Потом я узнала, что у Хаима есть картина «Бычья туша», которая сделала ему имя, то есть маршан, бродячий перекупщик картин, хотел купить не его собственную тушу, как могло показаться по словам девушки, а некое подобие той картины. Она, картина, скажу прямо, ужасная, ужасна… однако не зря Сутина сравнивали с Ван Гогом, он создал некоторые воистину прелестные полотна, и посмертная слава его вполне заслужена!
Суть происходящего нам быстро пояснила девушка. Оказалось, что она – подруга Аполлинера, ее зовут Маревна, она русская, Мария Стебельская, из каких-то, что ли, Чебоксар родом, отсюда эта дикость в ее чертах. Она училась живописи и в Санкт-Петербурге, и в Париже, и на Капри была, у знаменитого писателя Максима Горького, который и придумал ей прозвище из сказки.
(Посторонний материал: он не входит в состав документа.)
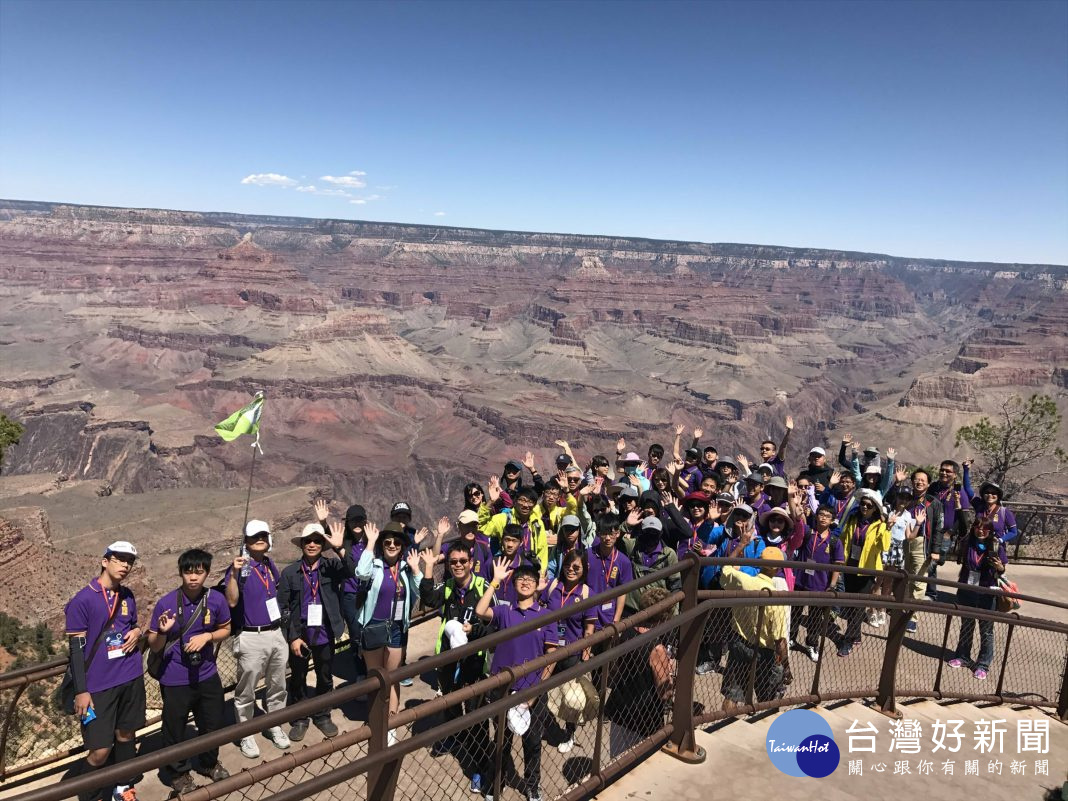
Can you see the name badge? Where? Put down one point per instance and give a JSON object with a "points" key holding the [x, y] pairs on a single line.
{"points": [[114, 645]]}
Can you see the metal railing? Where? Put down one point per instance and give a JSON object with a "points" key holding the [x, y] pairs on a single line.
{"points": [[360, 764]]}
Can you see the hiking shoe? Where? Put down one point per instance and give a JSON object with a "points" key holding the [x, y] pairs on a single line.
{"points": [[183, 783], [249, 748], [327, 726], [278, 737], [298, 729]]}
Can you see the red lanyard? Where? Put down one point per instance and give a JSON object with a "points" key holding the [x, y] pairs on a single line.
{"points": [[265, 579], [314, 587]]}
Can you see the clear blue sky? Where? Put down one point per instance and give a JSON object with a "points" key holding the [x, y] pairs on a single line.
{"points": [[913, 128]]}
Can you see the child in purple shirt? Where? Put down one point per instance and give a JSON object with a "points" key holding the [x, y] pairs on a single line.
{"points": [[185, 627]]}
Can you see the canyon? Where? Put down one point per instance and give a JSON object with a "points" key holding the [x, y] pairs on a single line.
{"points": [[401, 361]]}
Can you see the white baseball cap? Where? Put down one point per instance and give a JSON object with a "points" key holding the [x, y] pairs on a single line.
{"points": [[121, 547]]}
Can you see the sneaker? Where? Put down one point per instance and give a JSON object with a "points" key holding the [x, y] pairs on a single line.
{"points": [[183, 783], [298, 729], [249, 748], [441, 748], [327, 726], [278, 737]]}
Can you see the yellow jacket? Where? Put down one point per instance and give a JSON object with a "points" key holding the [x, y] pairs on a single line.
{"points": [[876, 540]]}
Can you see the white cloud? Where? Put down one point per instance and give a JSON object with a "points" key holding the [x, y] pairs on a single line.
{"points": [[268, 178], [352, 181]]}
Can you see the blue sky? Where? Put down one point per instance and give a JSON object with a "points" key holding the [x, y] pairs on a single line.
{"points": [[914, 128]]}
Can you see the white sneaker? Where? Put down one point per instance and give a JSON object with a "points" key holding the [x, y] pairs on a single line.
{"points": [[249, 748], [279, 737]]}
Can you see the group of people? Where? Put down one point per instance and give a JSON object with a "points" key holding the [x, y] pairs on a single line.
{"points": [[525, 545]]}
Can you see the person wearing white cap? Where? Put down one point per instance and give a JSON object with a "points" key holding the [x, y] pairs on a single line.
{"points": [[260, 645], [106, 673], [310, 593]]}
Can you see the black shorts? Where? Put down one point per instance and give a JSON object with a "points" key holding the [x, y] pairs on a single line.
{"points": [[119, 708]]}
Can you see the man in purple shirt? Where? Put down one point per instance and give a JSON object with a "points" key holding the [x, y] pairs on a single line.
{"points": [[609, 567], [251, 587], [516, 652], [185, 628], [106, 664]]}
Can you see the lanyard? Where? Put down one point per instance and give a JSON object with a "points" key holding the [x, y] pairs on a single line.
{"points": [[265, 579], [314, 587]]}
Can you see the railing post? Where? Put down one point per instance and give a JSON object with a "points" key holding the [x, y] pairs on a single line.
{"points": [[381, 780], [682, 743], [884, 700]]}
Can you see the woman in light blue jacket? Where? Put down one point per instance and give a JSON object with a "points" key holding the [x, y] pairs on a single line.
{"points": [[392, 592]]}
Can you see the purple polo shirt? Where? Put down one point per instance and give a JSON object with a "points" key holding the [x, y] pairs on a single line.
{"points": [[88, 611], [606, 574], [176, 669], [483, 560], [312, 587], [351, 583], [258, 585], [520, 649], [571, 627], [827, 552]]}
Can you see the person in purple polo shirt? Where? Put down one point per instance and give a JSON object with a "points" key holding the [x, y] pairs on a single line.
{"points": [[821, 547], [514, 653], [609, 567], [251, 589], [776, 456], [106, 665], [185, 627]]}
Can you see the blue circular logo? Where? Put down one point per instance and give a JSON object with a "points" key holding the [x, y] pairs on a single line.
{"points": [[800, 743]]}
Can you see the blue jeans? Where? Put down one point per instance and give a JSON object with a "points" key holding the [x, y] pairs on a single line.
{"points": [[968, 598]]}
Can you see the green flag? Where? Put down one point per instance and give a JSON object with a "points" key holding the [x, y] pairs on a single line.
{"points": [[242, 421]]}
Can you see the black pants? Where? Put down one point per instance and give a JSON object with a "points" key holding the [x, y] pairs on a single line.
{"points": [[205, 702], [854, 615], [323, 658], [532, 751]]}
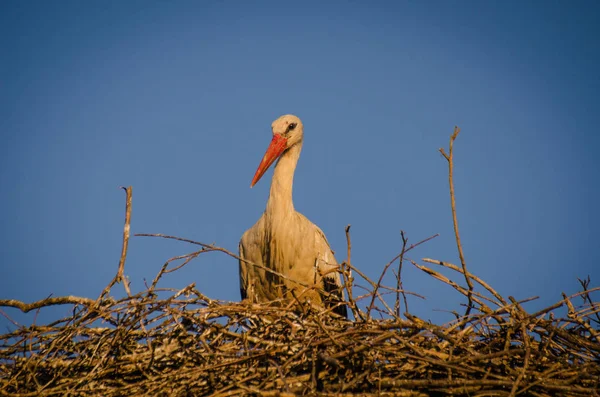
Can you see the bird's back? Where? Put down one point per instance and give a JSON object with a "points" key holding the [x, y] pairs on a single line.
{"points": [[297, 249]]}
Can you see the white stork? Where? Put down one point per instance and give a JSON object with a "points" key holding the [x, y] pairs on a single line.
{"points": [[283, 239]]}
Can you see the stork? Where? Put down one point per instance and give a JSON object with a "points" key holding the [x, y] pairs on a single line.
{"points": [[285, 241]]}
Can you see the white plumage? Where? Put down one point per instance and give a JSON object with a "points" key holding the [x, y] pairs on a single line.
{"points": [[283, 239]]}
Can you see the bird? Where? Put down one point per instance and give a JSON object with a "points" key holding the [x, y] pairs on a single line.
{"points": [[284, 256]]}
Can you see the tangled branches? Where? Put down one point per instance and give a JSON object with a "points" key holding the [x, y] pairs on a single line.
{"points": [[187, 344]]}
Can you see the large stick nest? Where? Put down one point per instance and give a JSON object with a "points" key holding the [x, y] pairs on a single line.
{"points": [[182, 343]]}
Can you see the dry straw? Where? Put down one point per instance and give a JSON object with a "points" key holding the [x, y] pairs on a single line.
{"points": [[186, 344]]}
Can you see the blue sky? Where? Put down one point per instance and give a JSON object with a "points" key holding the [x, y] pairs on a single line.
{"points": [[177, 98]]}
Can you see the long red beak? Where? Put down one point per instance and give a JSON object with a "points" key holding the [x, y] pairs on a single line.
{"points": [[277, 146]]}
Рассказывая, она вдруг озябла и, небрежно встряхнув свою шаль, накинула ее на плечи. Феликс так и ахнул; я тоже восхитилась. Это оказался так называемый batik, очень модная в то время техника ручной росписи ткани. Нарисованы были, сколь помню, les coquelicots, алые дикие маки, из которых сыпались черные зернышки, вся шаль была ими усеяна – этими зернышками! Сколько труда в такую роспись вложено было, это я даже тогда понимала, а шаль – грязная, по полу волочится, затоптана, порвана…
Потом, спустя много лет, Феликс взял Маревну в наш модный дом на работу, она очень бедствовала, с ребенком от художника Диего Реверы, которому ее отдал, умирая, Аполлинер, перебивалась с хлеба на воду… Нашу первую встречу на Монпарнасе Маревна забыла, рисунок той шали тоже не помнила. Жизнь ее была – круговерть любовников, картин, попоек, страданий, минут счастья…
Между прочим, это именно от Маревны я узнала, что у Модияльни, оказывается, был пылкий роман с поэтессой Анной Ахматовой, происходило это в Париже у всех на глазах, она приходила к нему в студию на Монмартр, он к ней – в отель… Остались какие-то ее не то портреты, не то ню, выполненные его рукой… Впрочем, с кем только романов у него не было, у этого Моди, как они его называли, и в конце концов он умер от туберкулеза, а его жена, оставившая все ради него – семью, буржуазную, обеспеченную жизнь – и бывшая тогда беременной, покончила с собой.